Dans un deuxième temps, nous nous sommes interrogée sur ce qui se passe dans la relation de consultance, car des écarts existent entre ce qui est prescrit et ce qui est réalisé. Nous nous sommes alors penchée sur les travaux qui abordent les outils de gestion et leur devenir dans les organisations ; nous préférons le concept de dispositifs de gestion qui prend mieux en compte l‟ensemble disparate constitué à la fois de pratiques discursives et de techniques.

La littérature ne se préoccupe pas ou peu des résultats de l‟intervention. Elle considère que la nature même de la prestation immatérielle conduit à des résultats peu observables, peu tangibles et par conséquent peu mesurables. Les auteurs qui ont étudié l‟impact des interventions restent sur des propositions trop souvent conceptuelles et peu actionnables. Ce qui nous semble important de retenir pour notre recherche c‟est le principe d’inséparabilité entre savoirs et relations, la relation de consultance n‟est possible que dans l‟interaction entre acteurs. Ce qui est promu avec les dispositifs de gestion, c‟est d‟abord la rationalisation des activités de gestion et l‟optimisation des résultats au service de la performance des organisations.

Même si l‟approche des auteurs sur les outils de gestion ne se réduit plus à une vision déterministe et rationnelle, les outils pouvant également explorer le réel et fournir d‟autres usages que ceux pour lesquels ils ont été conçus, il semble bien que l‟injonction à se conformer à des modèles managériaux ayant fait leurs preuves soit la plus prégnante. Ce qui s‟explique par la dimension de mythes

gestionnaires qu‟incorporent les dispositifs de gestion auxquels l‟adhésion est

facilitée par une rhétorique très efficace adoptée par les consultants, chercheurs, enseignants et autres acteurs influents.

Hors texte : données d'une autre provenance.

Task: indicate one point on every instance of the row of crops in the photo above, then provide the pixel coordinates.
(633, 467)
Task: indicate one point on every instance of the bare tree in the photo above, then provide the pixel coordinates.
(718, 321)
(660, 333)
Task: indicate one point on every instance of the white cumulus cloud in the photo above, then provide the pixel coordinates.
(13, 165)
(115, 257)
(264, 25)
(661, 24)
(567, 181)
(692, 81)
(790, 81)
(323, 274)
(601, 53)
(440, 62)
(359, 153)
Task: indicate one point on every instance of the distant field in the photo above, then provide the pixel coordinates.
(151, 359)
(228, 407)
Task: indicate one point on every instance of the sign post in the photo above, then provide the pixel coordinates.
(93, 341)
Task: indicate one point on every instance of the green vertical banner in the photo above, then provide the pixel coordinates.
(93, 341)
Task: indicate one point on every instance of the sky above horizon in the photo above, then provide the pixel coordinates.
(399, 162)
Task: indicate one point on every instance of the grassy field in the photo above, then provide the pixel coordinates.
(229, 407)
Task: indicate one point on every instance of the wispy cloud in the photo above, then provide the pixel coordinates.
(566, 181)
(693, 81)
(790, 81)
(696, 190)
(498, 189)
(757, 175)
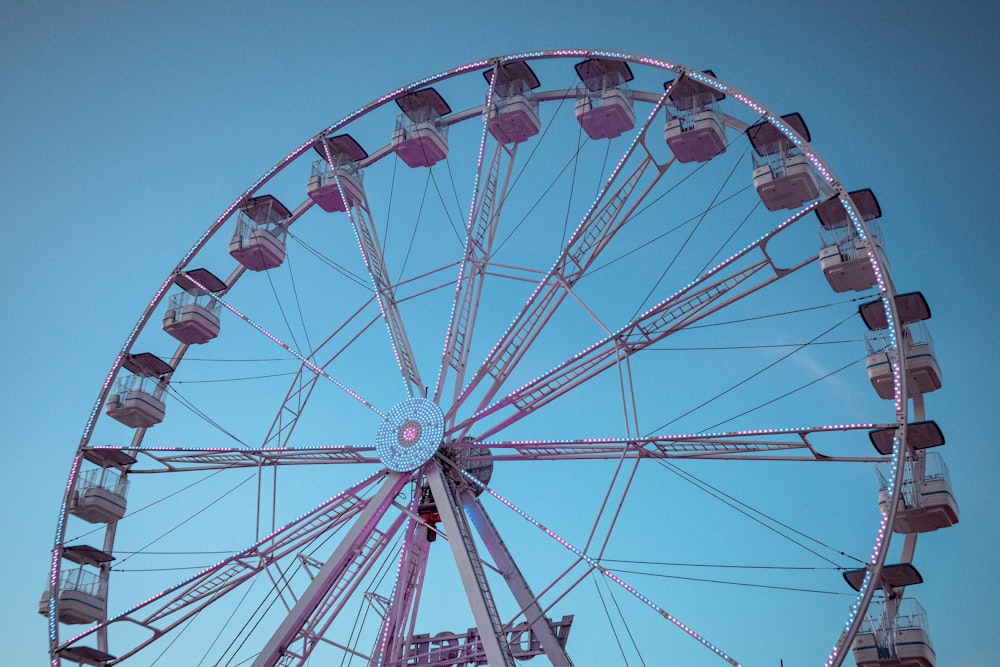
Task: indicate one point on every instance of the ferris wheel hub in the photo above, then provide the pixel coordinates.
(410, 434)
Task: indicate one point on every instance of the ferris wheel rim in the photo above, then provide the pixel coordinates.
(886, 291)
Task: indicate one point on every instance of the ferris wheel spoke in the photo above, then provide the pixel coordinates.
(596, 566)
(632, 180)
(166, 611)
(759, 445)
(285, 346)
(483, 219)
(185, 459)
(316, 608)
(374, 259)
(716, 290)
(305, 381)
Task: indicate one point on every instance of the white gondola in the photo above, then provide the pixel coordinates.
(420, 139)
(694, 131)
(847, 263)
(336, 180)
(927, 502)
(894, 633)
(604, 102)
(696, 137)
(137, 398)
(83, 597)
(192, 320)
(923, 374)
(513, 116)
(259, 240)
(846, 256)
(100, 496)
(783, 176)
(136, 402)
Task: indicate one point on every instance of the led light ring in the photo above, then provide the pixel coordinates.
(410, 434)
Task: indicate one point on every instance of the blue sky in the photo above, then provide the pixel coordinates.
(126, 128)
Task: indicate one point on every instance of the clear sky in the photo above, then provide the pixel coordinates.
(126, 128)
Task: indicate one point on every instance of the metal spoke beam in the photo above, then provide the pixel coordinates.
(334, 571)
(632, 180)
(174, 606)
(741, 275)
(374, 259)
(481, 233)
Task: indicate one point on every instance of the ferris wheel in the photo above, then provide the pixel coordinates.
(576, 356)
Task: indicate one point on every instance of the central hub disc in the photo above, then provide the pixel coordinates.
(410, 434)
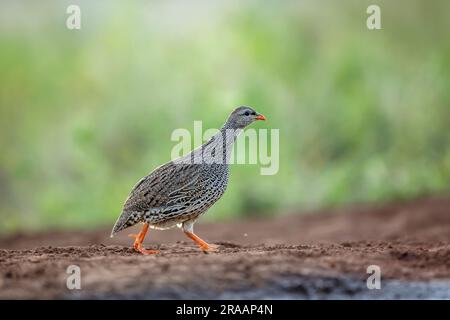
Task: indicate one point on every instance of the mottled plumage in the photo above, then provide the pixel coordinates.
(178, 192)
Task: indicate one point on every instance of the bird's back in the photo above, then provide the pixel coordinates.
(174, 192)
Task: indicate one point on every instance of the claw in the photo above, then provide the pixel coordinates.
(139, 238)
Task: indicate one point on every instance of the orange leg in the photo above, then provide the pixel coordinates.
(201, 243)
(139, 238)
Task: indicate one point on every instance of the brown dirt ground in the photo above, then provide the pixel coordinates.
(409, 241)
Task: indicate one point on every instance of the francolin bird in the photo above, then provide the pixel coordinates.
(180, 191)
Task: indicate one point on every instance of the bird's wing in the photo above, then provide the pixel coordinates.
(165, 190)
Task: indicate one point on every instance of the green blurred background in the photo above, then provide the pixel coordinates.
(364, 116)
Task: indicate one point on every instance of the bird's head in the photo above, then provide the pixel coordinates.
(243, 116)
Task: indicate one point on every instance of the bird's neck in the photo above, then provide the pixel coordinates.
(218, 149)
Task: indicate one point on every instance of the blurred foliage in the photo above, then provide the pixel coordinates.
(364, 116)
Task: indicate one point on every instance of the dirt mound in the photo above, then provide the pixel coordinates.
(291, 256)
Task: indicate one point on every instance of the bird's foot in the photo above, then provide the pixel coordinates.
(139, 248)
(209, 247)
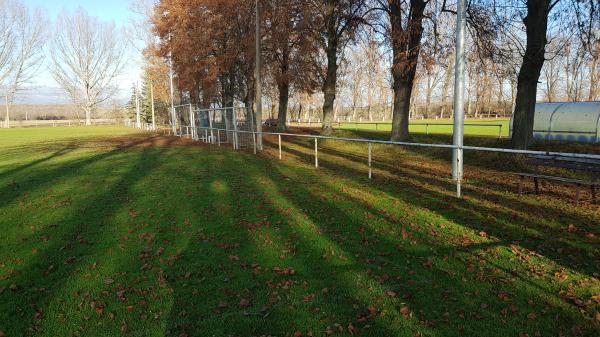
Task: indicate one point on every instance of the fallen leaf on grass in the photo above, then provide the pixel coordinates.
(351, 328)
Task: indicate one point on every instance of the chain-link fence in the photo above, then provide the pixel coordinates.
(231, 125)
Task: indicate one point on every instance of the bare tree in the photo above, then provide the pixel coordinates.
(27, 42)
(87, 55)
(7, 38)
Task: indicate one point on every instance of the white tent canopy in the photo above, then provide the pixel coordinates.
(572, 121)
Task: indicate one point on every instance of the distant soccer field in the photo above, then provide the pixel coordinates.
(473, 127)
(106, 231)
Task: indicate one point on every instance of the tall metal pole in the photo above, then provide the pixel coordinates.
(138, 122)
(257, 78)
(152, 105)
(173, 119)
(459, 94)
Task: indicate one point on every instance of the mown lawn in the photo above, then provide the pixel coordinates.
(105, 232)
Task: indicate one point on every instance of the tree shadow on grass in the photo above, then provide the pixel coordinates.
(324, 244)
(39, 303)
(426, 294)
(480, 209)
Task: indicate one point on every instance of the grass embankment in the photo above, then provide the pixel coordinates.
(106, 232)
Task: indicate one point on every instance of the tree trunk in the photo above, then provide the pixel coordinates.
(88, 115)
(401, 112)
(329, 85)
(7, 118)
(593, 79)
(284, 95)
(536, 26)
(406, 45)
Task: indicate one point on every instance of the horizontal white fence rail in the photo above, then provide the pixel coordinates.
(207, 135)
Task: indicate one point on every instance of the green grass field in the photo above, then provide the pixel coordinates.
(106, 232)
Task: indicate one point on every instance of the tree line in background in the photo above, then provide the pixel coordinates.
(395, 57)
(330, 59)
(86, 55)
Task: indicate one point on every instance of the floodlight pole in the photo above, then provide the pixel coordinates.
(173, 119)
(257, 79)
(459, 94)
(138, 123)
(152, 105)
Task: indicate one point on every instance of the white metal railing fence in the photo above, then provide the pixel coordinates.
(370, 142)
(253, 136)
(427, 126)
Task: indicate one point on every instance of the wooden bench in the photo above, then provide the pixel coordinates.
(590, 167)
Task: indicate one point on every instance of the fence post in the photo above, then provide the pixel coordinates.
(279, 136)
(370, 170)
(316, 153)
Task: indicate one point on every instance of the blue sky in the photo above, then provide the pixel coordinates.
(45, 88)
(106, 10)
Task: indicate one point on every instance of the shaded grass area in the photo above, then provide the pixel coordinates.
(107, 233)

Les chercheurs qui ont observé les usages des technologies de communication et d‟information montrent qu‟il y a des trajectoires et des chaines d’appropriation qu‟il est important de considérer lorsqu‟on veut étudier les effets de l‟introduction d‟une nouvelle technologie dans une organisation. Nous retiendrons également qu‟un certain nombre de facteurs internes et externes agissent dans la capacité des organisations à acquérir de nouveaux savoirs. Les acteurs apprennent du fait de l‟incomplétude des outils qu‟ils s‟efforcent dès lors d‟adapter à leur contexte local, mais aussi quand ils abandonnent des routines défensives qui font obstacle au changement et à l‟apprentissage.

Enfin les concepteurs de dispositifs de gestion (chercheurs, enseignants, consultants, managers…) doivent élaborer des savoirs utiles à l‟action. Or, ils ne peuvent le faire qu‟en coopérant au plus près avec les praticiens (destinataires de ces savoirs).

Une approche plus politique et critique nous semble complémentaire pour étudier les enjeux du conseil aux PME, en effet jusqu‟ici nous avons à peine abordé les notions de rapports de pouvoir et de domination pourtant bien réels dans les dispositifs de gestion que l‟œuvre de Foucault autorise à penser. Nous développerons cette approche dans la deuxième partie en évoquant un dispositif institutionnalisé d‟incitation à la GRH dans les Petites Entreprises.